Гайто Газданов - Том 3. Романы. Рассказы. Критика
– Вы могли бы ее описать?
– Я ее узнаю из тысячи.
– Чем она замечательна?
Я подробно описал золотого Будду и сказал, что меня поразило исступленное его лицо и сходство этого выражения с выражением святого Иеронима.
Лицо следователя вдруг стало напряженным.
– Странно, – сказал он вполголоса, обращаясь скорее к самому себе, чем ко мне. – Странно. По-вашему, эта статуэтка имеет большую ценность?
– Я плохой знаток в такого рода вещах. Для меня она имеет ценность эстетическую прежде всего. Думаю, что она, помимо этого, должна стоить довольно дорого, она из литого золота, и в нее вделан рубин, правда небольшой. Но вообще говоря, статуэтка замечательная.
– Хорошо, – сказал он. – Итак, ваш взгляд упал на золотого Будду, и это естественно навело вас на мысль…
– О нирване и о буддизме… Мой собеседник передал мне статуэтку, и тогда я мог рассмотреть ее как следует.

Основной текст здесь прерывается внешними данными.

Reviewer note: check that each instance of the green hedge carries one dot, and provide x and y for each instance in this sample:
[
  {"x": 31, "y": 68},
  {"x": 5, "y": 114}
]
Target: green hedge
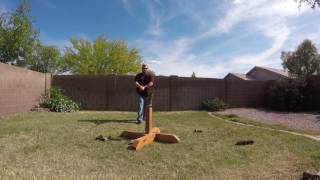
[{"x": 58, "y": 102}]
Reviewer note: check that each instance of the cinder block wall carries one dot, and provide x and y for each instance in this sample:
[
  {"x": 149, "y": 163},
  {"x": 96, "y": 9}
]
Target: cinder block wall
[
  {"x": 171, "y": 93},
  {"x": 20, "y": 89}
]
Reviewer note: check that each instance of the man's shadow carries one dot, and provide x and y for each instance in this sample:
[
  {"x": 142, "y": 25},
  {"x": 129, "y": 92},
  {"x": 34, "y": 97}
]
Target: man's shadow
[{"x": 103, "y": 121}]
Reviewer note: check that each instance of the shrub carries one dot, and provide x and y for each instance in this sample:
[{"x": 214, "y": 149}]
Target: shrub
[
  {"x": 58, "y": 102},
  {"x": 287, "y": 95},
  {"x": 213, "y": 104}
]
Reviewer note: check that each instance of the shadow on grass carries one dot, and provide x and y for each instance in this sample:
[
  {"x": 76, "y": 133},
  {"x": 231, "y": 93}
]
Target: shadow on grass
[{"x": 103, "y": 121}]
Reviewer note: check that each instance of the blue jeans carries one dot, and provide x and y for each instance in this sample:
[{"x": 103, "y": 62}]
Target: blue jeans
[{"x": 142, "y": 108}]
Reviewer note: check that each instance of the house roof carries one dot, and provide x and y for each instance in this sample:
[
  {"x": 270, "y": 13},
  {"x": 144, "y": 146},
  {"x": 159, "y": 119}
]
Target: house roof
[
  {"x": 242, "y": 76},
  {"x": 272, "y": 70}
]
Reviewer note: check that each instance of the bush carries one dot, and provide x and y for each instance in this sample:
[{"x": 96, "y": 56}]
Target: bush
[
  {"x": 287, "y": 95},
  {"x": 213, "y": 104},
  {"x": 58, "y": 102}
]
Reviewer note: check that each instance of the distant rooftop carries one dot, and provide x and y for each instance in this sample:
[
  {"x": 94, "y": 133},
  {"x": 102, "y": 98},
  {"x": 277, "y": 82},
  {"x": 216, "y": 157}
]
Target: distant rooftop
[{"x": 278, "y": 71}]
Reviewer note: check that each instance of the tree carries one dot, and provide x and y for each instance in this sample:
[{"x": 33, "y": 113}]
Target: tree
[
  {"x": 312, "y": 3},
  {"x": 101, "y": 57},
  {"x": 17, "y": 36},
  {"x": 44, "y": 58},
  {"x": 305, "y": 61}
]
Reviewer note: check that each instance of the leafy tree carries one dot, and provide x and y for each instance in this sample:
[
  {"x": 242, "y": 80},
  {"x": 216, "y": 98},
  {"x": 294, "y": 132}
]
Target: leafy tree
[
  {"x": 17, "y": 36},
  {"x": 312, "y": 3},
  {"x": 44, "y": 58},
  {"x": 303, "y": 62},
  {"x": 101, "y": 57}
]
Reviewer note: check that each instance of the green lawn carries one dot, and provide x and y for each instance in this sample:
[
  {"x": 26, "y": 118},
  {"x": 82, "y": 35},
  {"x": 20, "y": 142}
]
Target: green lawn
[{"x": 62, "y": 146}]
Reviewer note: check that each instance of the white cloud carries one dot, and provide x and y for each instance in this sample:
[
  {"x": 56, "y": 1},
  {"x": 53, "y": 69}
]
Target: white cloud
[{"x": 270, "y": 18}]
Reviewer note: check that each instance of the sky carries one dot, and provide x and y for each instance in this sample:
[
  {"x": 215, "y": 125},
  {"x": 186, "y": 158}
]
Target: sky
[{"x": 178, "y": 37}]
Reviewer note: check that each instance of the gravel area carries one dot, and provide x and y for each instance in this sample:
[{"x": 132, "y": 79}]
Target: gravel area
[{"x": 301, "y": 120}]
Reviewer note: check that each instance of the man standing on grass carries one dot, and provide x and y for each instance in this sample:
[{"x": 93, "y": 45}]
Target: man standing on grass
[{"x": 144, "y": 82}]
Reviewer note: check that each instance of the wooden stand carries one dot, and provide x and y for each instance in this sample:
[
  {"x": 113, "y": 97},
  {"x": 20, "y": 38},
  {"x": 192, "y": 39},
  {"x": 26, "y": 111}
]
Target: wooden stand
[{"x": 151, "y": 134}]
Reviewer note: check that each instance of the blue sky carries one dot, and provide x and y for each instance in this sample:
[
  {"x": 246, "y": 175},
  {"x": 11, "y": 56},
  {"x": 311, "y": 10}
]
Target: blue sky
[{"x": 178, "y": 37}]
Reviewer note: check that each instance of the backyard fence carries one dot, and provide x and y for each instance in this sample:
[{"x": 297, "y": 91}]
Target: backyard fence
[
  {"x": 171, "y": 93},
  {"x": 20, "y": 89}
]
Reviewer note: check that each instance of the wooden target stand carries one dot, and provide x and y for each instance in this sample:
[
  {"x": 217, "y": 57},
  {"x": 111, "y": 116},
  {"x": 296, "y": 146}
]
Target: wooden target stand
[{"x": 150, "y": 135}]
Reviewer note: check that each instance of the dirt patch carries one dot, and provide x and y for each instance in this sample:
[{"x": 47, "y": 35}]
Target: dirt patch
[{"x": 301, "y": 120}]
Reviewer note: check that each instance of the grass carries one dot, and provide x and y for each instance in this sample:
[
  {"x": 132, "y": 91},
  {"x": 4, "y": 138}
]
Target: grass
[
  {"x": 236, "y": 118},
  {"x": 62, "y": 146}
]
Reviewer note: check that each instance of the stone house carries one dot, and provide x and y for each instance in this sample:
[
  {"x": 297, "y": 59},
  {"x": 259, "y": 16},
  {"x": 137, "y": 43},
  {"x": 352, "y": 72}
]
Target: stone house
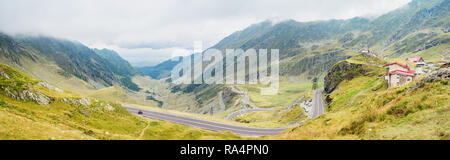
[
  {"x": 417, "y": 60},
  {"x": 398, "y": 74}
]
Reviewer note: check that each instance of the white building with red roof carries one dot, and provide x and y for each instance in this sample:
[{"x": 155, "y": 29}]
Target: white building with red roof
[
  {"x": 417, "y": 60},
  {"x": 398, "y": 74}
]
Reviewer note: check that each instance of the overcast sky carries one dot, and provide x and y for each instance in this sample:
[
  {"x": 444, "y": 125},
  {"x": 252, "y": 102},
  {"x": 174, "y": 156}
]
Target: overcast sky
[{"x": 146, "y": 32}]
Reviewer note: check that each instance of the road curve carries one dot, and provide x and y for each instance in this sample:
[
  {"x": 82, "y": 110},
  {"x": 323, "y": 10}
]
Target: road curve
[
  {"x": 317, "y": 107},
  {"x": 205, "y": 124}
]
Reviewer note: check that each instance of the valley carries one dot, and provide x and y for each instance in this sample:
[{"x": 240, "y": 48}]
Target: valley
[{"x": 332, "y": 85}]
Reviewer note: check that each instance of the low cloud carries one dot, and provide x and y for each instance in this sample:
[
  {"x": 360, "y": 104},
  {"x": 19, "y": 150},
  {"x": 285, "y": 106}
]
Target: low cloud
[{"x": 137, "y": 28}]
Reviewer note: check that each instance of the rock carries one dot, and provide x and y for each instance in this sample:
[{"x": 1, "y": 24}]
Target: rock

До тех пор, пока она стояла на полке, я не видел ее во всех подробностях: горела лампа на столе и полка была в полутьме.
– Что вы сделали со статуэткой потом?
– Я вернул ее моему собеседнику, который поставил ее обратно.
– Вы в этом уверены?
– Простите, в чем именно?
– В том, что он поставил ее на место?
– Совершенно уверен.
– Хорошо, – сказал он. – Будьте готовы к следующему допросу.
Вернувшись в свою камеру, я погрузился в напряженные размышления об убийстве Павла Александровича. В отличие от допрашивавших меня людей, я знал одну существеннейшую вещь, – именно, что не я убил его.
Первое предположение, которое приходило в голову, это что убийцей был Амар. Но оставалось непонятно, зачем ему было это делать. О ревности не могло быть и речи. О непосредственной выгоде – тоже: Павел Александрович содержал Лиду, на деньги которой жил Амар. Кроме того, квартира была в полном порядке, не было ни следов борьбы, ни попытки грабежа и все стояло на своих местах. Человек с улицы, случайный преступник? Это в одинаковой мере казалось невероятным – главным образом потому, что не было кражи.
Еще одно обстоятельство тоже казалось странным – способ убийства. Павел Александрович был убит ударом ножа в затылок, и смерть последовала мгновенно. Так я понял из беглых замечаний следователя. И это представлялось необъяснимым. Какова была форма ножа? Обыкновенный нож, плоский и широкий, не мог быть орудием убийства. Но помимо этого – и какова бы ни была его форма, – удар должен был быть нанесен с необыкновенной силой и точностью. Вряд ли чахоточный и больной Амар обладал и таким безошибочным глазомером и такими мускульными возможностями. Кроме того – в десятый раз, – зачем ему было это делать? Оставалось предположение, вероятнее всего, почти абсурдное, но которое все-таки нельзя было отбрасывать с совершенной уверенностью, что Павел Александрович стал жертвой какого-то маньяка.
Когда меня снова привели на допрос, я напряженно ждал, что скажет следователь. Он сел, разложил перед собой лист бумаги и спросил меня таким гоном, как будто продолжал допрос, прерванный несколько минут тому назад:
– Вы говорите, что помните статуэтку золотого Будды во всех подробностях?
– Да.
– Какое у нее было основание? На чем она стояла? Была ли какая-нибудь подставка?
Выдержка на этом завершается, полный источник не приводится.